Eduardo Noriega
Eduardo Noriega. ARCHIVO

Pese a llevar más de 15 años de éxitos como actor de cine, Eduardo Noriega prefiere no pensar en la posible repercusión de su inminente debut en televisión al frente de la serie Homicidios. "Me impone mucho que la gente me pare por la calle", ha dicho el actor, quien ansía que su vida "siga normal", tras su próximo estreno televisivo.

Llevo una vida muy tranquila y muy discretaJunto a las actrices Celia Freijeiro y Esmeralda Moya, Noriega (Santander, 1973) acaba de pasar por el III Festival de Televisión y Radio de Vitoria-Gasteiz, para presentar el primer capítulo de su nuevo trabajo, en el que interpreta a un psicólogo experto en patologías de la conducta que comienza a colaborar con la Policía.

"Estoy contento con el resultado", aseguró el actor en su comparecencia ante los medios, donde contó además que al inicio del rodaje, hace ya seis meses, "estaba un poco obsesionado con el perfil del personaje y analizaba conductas de la gente que iba por la calle".

Opinó con gesto pícaro que la cara de bueno le sale sola y, aunque ahora se ha colocado del lado de la ley para frenar a psicópatas, pocos olvidan que su primer papel importante fue precisamente como un sádico criminal con rostro de niño bien en Tesis (1996). Otros trabajos celebrados por crítica y público como Abre los ojos, El método, Lobo o la reciente Blackhorn avalan su carrera, que ha tardado tres lustros en llevarle hasta el mundo de la pequeña pantalla.

"Estos señores tardaron mucho en llamarme y en presentarme un proyecto tan bueno como éste", argumentó. El artista fue después más allá y explicó que, mientras que un rodaje de cine se puede sintetizar en ocho semanas, una serie podía exigirle dos años de trabajo. "A mí me daba mucho miedo pensar que sólo iba a hacer eso, sin saber qué películas me iba a perder de hacer en ese tiempo", añadió.

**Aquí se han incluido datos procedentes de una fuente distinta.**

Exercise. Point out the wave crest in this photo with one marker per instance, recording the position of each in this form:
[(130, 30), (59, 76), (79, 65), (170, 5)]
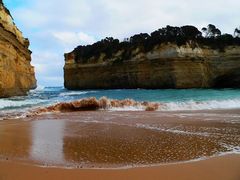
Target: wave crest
[(92, 104)]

Sobre la posible repercusión que Homicidios pueda tener en su nivel de popularidad, de por sí elevado, el actor dijo que prefiere no pensarlo. "Llevo una vida muy tranquila y muy discreta. La gente apenas me reconoce por la calle y me impone mucho que la gente me pare por la calle, pero cuando me pasa, se acercan muy respetuosos", relató el actor, que ansía el éxito de Homicidios, pero también una vida más anónima. Quizás su miedo provenga de la más que calurosa acogida que le recibió durante el pase del primer capítulo de en Vitoria, con centenares de adolescentes solicitando su atención. "Me he quedado sordo cuando he llegado a esa alfombra naranja que, más que naranja, lo que era es larga, larguísima", bromeó.